Vous l’aurez compris, le processus créatif est un patchwork. C’est une manière de penser qui partira d’une idée pour vous amener à une autre. C’est envisager que tout peut-être assemblé, mélangé, divisé, réutilisé. Il ne faut pas avoir honte de recycler. C’est comme ça que ça fonctionne. C’est la beauté d’un mélange bien maîtrisé qui générera une vraie belle nouvelle référence. En attendant de le maîtriser, il faut au moins essayer. Comme dirait Shia : Do it !
C’est aussi envisager que TOUT est utilisable. Rien n’est à jeter. Ne rejetez pas les nanars, les films potaches, qui vous inspirerons peut-être des situations ou des personnages hauts en couleur.

Je vous ai déjà parlé du fait que je travaille toujours en écoutant une playlist spéciale. Cela fait également partie pour moi du processus créatif. Lorsque j’écris, les musiques m’inspireront des situations différentes selon ce qu’elles m’évoquent. J’aime le hasard du shuffle, car il influence l’ordre des choses dans mon histoire. Le hasard est essentiel car il apporte l’inattendu. Ce que vous n’avez pas envisagé est forcément bénéfique. De grandes idées et de grandes œuvres sont issues d’erreurs. Ce serait dommage de se priver du hasard juste par envie de tout contrôler.

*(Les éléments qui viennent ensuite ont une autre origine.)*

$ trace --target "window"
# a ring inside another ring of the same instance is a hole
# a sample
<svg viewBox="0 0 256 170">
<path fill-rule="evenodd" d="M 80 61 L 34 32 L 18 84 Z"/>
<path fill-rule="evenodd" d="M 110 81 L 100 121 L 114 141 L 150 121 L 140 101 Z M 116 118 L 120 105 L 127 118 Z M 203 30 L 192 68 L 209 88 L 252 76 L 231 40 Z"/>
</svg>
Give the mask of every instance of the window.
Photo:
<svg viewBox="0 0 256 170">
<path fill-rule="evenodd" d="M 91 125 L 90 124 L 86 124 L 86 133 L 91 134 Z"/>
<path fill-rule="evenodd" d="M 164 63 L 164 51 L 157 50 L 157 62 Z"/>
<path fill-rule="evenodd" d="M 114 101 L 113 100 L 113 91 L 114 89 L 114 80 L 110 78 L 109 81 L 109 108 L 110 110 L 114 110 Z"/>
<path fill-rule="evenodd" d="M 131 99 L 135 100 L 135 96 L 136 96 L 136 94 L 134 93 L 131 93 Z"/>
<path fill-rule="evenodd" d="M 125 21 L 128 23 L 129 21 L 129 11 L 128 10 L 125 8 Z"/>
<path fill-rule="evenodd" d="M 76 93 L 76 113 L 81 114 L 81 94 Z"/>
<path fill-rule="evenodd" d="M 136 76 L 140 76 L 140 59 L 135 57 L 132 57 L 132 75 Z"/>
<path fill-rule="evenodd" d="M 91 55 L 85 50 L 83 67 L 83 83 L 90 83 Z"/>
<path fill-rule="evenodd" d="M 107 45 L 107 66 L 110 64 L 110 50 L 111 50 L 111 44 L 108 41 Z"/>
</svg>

D’ailleurs, l’erreur n’est jamais un échec, et l’échec n’en est jamais vraiment un, mais nous aurons le temps de revenir là dessus, n’est-ce pas ?

En tout cas, vous avez ici une base de ce qu’est le processus créatif. Bien entendu, il faut beaucoup de travail pour avoir de nombreuses idées à la minute, mais le travail, c’est à la portée de tous. J’espère pouvoir encore développer le sujet, n’hésitez pas à partager votre expérience et vos propres méthodes qui ne peuvent que contribuer à tous nous améliorer dans ce domaine.

Laissez donc vos créations issues du hasard en commentaire, j’adorerais partager ça avec vous. Si vous voulez que j’approfondisse plus certains aspects du processus créatif, il suffit de le demander, je serai ravie d’en faire un article !

Je vous souhaite une très belle semaine pleine de créativité !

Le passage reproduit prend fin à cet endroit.